Девять часов утра. Рижский залив. Дует. Холодно. Смесь из солнца и льда. Льдистый июль.
Я иду по пляжу. Набегают волны-барашки. Чем ближе к устью реки, тем меньше людей. Там, где кончаются синие мусорные контейнеры, кабинки для переодевания – последние знаки цивилизации – совершенно пустынно. Поднимается из песка осока, скользит белая сухая поземка.
 Вчера прошел сильный ливень, волны достигали большой по нынешним меркам высоты, и сегодня у кромки воды множество мертвых бабочек. Лимонницы, капустницы, павлиний глаз, шахматницы – крылышки, вжатые ливнем в песок. Безжизненные, но еще прекрасные. Теперь – какой-то трогательной, трагической красотой.

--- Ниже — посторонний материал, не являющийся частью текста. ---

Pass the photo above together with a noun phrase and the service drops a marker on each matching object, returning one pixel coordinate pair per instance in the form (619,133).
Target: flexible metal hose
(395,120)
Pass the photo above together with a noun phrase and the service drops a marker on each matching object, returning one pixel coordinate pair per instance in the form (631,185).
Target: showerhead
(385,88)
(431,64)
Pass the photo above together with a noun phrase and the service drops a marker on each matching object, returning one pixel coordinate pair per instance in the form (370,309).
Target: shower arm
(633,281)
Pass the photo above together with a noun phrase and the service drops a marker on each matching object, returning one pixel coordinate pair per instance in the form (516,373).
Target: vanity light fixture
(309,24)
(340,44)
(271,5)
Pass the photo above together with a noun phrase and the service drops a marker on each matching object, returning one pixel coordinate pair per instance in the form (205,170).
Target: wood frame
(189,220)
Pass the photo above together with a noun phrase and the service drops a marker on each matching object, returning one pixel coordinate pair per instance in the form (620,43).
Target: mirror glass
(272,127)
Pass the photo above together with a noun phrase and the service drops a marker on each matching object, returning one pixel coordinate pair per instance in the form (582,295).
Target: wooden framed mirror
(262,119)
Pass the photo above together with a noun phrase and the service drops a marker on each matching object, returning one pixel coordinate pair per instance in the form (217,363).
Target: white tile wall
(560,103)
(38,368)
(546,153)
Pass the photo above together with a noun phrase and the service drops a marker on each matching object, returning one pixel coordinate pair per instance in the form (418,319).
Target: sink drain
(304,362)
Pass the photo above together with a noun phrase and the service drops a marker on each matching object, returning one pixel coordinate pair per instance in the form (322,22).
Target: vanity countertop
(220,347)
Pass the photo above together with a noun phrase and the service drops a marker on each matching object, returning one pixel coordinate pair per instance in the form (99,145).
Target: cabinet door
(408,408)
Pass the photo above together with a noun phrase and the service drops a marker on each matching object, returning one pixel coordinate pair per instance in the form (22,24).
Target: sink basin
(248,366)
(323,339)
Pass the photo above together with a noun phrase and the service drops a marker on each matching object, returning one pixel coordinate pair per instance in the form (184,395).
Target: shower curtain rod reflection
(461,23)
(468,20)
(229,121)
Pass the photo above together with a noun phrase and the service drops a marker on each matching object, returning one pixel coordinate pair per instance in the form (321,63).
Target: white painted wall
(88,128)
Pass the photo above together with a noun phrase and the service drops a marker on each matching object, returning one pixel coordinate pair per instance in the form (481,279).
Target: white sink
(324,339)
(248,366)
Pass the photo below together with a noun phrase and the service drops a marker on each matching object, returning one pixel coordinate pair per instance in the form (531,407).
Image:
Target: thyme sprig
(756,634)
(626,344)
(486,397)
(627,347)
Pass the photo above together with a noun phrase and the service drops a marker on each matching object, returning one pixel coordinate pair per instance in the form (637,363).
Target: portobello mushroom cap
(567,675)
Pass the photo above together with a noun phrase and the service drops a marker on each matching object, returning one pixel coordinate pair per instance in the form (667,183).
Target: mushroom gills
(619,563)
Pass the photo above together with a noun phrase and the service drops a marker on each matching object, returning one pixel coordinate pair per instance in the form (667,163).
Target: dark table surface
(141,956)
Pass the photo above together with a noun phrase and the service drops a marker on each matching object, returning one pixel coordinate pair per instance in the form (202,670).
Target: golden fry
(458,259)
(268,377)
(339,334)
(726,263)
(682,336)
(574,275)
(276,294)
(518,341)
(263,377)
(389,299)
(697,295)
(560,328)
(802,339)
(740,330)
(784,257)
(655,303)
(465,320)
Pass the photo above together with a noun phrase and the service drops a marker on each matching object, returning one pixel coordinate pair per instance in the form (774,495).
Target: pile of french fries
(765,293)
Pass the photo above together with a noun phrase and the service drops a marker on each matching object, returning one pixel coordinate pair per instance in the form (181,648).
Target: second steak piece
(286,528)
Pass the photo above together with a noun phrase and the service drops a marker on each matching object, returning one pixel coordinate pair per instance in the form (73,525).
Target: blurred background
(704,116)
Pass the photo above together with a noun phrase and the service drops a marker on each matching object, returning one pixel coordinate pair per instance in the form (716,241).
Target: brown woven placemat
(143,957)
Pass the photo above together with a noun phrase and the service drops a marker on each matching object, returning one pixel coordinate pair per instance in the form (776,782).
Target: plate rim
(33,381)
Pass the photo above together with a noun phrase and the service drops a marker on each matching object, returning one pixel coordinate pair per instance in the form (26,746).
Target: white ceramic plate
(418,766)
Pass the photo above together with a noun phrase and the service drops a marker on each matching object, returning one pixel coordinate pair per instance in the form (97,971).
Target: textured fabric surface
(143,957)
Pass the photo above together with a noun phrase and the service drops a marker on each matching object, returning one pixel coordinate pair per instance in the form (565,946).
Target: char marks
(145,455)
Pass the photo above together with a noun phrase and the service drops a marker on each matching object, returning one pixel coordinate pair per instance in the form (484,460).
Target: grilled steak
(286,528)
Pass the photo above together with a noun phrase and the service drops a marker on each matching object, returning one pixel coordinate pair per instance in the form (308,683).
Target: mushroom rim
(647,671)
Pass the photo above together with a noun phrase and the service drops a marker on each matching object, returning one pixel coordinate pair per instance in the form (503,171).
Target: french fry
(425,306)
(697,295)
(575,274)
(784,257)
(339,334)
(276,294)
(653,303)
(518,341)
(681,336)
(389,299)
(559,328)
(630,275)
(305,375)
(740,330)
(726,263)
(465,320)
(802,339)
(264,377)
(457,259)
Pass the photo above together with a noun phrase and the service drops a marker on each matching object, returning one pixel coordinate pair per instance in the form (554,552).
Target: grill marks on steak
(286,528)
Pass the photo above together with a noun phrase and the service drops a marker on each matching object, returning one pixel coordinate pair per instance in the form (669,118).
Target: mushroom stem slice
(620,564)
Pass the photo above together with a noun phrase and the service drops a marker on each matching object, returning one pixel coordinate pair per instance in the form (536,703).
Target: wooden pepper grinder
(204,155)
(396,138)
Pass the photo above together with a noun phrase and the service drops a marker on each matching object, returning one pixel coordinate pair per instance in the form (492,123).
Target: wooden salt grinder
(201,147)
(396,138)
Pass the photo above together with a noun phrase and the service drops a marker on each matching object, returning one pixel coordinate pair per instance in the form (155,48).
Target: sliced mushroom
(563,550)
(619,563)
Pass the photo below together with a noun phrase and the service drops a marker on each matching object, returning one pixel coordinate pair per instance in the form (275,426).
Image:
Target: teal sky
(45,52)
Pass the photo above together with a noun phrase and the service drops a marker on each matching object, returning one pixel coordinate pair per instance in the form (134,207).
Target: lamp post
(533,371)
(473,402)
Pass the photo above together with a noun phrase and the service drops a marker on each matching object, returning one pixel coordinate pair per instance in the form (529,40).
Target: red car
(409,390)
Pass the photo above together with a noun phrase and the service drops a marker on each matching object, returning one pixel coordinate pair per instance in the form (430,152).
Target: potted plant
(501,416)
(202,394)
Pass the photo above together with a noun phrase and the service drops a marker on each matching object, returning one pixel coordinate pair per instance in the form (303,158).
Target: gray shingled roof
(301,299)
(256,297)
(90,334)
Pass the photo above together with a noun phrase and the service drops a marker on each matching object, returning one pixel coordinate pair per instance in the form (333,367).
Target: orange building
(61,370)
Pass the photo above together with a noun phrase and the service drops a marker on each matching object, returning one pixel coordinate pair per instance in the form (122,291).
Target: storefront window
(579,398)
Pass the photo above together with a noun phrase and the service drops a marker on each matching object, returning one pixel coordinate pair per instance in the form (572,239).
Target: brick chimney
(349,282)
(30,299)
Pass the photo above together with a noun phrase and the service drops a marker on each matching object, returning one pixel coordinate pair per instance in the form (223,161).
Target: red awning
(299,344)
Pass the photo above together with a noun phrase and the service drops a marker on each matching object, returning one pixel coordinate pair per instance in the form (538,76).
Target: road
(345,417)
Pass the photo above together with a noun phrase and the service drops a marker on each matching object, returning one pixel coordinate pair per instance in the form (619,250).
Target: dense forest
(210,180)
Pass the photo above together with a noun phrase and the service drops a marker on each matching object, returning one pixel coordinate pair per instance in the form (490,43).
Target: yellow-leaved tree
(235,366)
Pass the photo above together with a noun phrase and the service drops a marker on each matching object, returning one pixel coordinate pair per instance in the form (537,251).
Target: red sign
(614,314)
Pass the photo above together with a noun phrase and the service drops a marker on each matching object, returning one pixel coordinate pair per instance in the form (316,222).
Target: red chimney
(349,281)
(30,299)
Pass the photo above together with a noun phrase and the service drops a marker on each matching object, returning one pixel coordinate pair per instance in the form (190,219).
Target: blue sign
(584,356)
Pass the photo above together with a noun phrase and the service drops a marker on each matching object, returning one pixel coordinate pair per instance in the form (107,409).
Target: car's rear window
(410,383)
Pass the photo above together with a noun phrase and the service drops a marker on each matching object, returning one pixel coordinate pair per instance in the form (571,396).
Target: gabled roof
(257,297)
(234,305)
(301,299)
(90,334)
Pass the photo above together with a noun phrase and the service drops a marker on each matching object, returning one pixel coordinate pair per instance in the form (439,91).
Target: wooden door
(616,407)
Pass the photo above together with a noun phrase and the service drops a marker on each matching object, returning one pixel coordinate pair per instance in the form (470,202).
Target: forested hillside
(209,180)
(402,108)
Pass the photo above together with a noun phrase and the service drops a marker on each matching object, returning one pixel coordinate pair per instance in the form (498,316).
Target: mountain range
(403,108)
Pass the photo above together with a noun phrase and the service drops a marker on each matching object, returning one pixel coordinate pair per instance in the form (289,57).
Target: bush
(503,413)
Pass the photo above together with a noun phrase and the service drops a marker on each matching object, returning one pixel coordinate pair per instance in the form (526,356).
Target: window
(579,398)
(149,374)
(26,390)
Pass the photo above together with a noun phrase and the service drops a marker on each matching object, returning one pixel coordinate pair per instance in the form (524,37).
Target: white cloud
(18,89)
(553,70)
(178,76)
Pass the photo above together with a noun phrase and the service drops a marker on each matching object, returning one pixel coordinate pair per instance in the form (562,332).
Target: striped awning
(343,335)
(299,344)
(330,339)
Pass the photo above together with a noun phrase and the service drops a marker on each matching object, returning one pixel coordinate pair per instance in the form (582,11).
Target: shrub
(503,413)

Древние люди полагали, что бабочка – душа человека. Глядя на неподвижные, обесцвеченные крылья, я вспоминаю эту старинную веру. Мне становится больно, и я думаю о собственной, потерянной, умирающей душе, прижатой к земле.
Следующая моя мысль: я подумала так о моей душе, потому что мне вспомнилась красивая легенда – только и всего. Дальше, что приходит мне на ум: оттого ли страдают люди, что слышали о страдании, или трагическое искусство рождено истинным переживанием? Возможно как одно, так и другое – в равной степени.
 Море шумит; переливается зеленым минералом вода в маленькой дождевой бухте; виден длинный черный остов корабля на горизонте; чайки фланируют в воздушном потоке, раскинув широкие серые крылья; их перья и перышки из подкрылков трепещут на мокром песке; блестят кусочки дерева, выточенные и выброшенные на берег волной; мелкие ракушки раскиданы тут и там.
Я сажусь на светлый песок, смотрю вдаль. Небо чистое, голубое, высокое. Мне радостно оттого, что вокруг меня весь этот веселый, солнечный мир с его серо-желто–сине-зелеными красками, запахом соли, сосен и тины, с ощущением жара и холода, резко бьющим в лицо.
Над кустом остролистой осоки кружат лимонницы, и огромный белый пес бежит вдоль воды.